Wednesday, March 29, 2006

Here and everywhere after

From today's stellar Arizona Repulsive, an article that hits close to home. Closer when I realize the last quote in the article is from a girl I taught last year.

I agree, Yoshi, but life isn't fair. And you are too smart to not graduate from high school.


Valley teens again cut class to protest immigration bill

Mel Meléndez
The Arizona Republic
Mar. 29, 2006 12:00 AM

For the second straight day, hundreds of Valley teens Tuesday risked school suspensions, joining thousands of students throughout the Southwest in immigration-related protests.

High school walkouts took place in Phoenix, Los Angeles, San Diego and Las Vegas with thousands of students ignoring campus lockdowns or risking disciplinary actions to protest House Bill 4437.The bill would make it a felony to be in the United States illegally.

"This bill is unjust because it discriminates against Latinos," said Maryvale High School junior Alex Keller, 17, who's Mexican-American. "You can't help but feel like you're being singled out when it will basically impact your people."

More than 500 Valley demonstrators, most of them from west Phoenix high schools, gathered at Desert West Park off 67th Avenue and Encanto Boulevard in Phoenix. Hundreds more, including teens in Mesa, Glendale and Tolleson, also walked out of school. Protesters also included middle school students.

"We are protesting that law that makes us criminals," said 12-year-old Joel Ñonte, who walked out of Carson Junior High School in Mesa. "The giant has awoken today."

Many Valley demonstrators Tuesday said a student-led protest Monday inspired them to walk out. By midday Tuesday, Phoenix police estimated 2,000 students had gathered at the Capitol.

Meanwhile, Phoenix Union High School District administrators met with city officials Tuesday to discuss how to keep kids in school. The district's 10 schools are all closed campuses, but hundreds of students walked out Tuesday anyway, with some even scaling North High's fence to avoid turning in their student IDs on the way out.

Federal law requires public schools to enroll all students regardless of their legal status, and students can't be asked how they arrived in the country, said Phoenix Union's spokesman Craig Pletenik.

"We need to engage these kids to know that there's a time and a place to protest and school's not one of them," he said. "You're basically walking out of the one institution that promises you an education and a future."

But some students at the Phoenix rallies said high school is a dead end for many undocumented students who can't afford to attend college or secure a job should they earn a four-year degree without legal status.

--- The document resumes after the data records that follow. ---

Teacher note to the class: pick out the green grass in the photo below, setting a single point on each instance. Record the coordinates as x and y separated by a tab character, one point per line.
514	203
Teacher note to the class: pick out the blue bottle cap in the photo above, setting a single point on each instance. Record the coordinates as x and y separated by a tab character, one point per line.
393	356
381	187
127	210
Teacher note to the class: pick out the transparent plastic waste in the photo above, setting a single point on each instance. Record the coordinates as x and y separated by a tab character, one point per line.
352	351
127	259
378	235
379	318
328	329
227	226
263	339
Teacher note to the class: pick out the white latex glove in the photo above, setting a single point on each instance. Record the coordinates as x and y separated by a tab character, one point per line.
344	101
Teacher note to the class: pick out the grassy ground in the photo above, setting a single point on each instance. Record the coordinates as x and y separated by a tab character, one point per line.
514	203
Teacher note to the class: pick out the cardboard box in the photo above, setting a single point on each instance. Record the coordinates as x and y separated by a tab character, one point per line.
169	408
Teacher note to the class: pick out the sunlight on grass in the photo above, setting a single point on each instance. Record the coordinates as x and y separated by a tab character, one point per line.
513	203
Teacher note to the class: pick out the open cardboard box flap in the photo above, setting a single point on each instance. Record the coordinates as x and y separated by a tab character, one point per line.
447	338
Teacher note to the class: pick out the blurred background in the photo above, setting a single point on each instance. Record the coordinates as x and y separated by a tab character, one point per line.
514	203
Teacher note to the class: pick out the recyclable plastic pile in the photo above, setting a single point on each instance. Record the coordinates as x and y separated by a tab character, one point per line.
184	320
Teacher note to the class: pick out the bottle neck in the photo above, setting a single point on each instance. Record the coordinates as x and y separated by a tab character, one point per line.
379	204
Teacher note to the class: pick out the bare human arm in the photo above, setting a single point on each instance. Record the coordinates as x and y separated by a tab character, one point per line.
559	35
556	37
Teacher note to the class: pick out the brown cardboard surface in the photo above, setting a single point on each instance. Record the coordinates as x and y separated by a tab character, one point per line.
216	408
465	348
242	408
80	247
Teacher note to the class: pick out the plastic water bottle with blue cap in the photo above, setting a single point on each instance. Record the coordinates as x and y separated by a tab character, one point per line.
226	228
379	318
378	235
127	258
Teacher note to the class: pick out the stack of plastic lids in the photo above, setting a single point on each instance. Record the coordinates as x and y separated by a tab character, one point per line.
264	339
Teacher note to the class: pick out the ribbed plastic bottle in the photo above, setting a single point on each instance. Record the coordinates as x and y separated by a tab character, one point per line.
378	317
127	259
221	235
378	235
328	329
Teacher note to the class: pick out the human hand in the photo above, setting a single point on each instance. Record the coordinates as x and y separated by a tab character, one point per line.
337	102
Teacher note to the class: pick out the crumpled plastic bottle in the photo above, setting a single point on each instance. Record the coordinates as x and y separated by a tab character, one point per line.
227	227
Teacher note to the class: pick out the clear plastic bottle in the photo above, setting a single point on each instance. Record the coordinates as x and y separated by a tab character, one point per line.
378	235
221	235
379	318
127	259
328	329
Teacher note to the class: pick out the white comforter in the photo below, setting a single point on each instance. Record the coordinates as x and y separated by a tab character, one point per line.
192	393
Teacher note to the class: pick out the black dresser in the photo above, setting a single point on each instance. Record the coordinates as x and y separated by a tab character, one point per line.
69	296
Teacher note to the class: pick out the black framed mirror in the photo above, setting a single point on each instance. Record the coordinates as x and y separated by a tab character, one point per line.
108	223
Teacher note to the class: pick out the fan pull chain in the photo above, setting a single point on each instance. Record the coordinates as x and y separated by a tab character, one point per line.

Several carried DREAM Act posters to highlight the federal act that would allow undocumented high school graduates living in the United States for at least five years to apply for legal status.

"Too many kids feel like, 'Why bother graduating from high school if I'm not even going to be able to get a decent job without my papers?' " said 18-year-old Jajaira Cardenas, a senior at Premier Charter High School in Phoenix. "The law needs to change. It's not fair."

Monday, March 27, 2006

Twinkies sustain the masses

Well, not really. But here are some things that are currently the creamy filling in my spongecake of life:

When the rest of the world lives in reality, where does the government spin? "Bushies in Wonderland"

You absolutely must check out my sidebar. With all the new sweet, thrilling tidbits of musical genius, I can't even stop listening long enough to answer my phone at work. Please don't call me - I'm busy.

While I undoubtedly will write a better tribute, following is the obituary I wrote for my beloved, funny, delightful, daring and darling great gram who just passed. I miss her to the point of heartbreak.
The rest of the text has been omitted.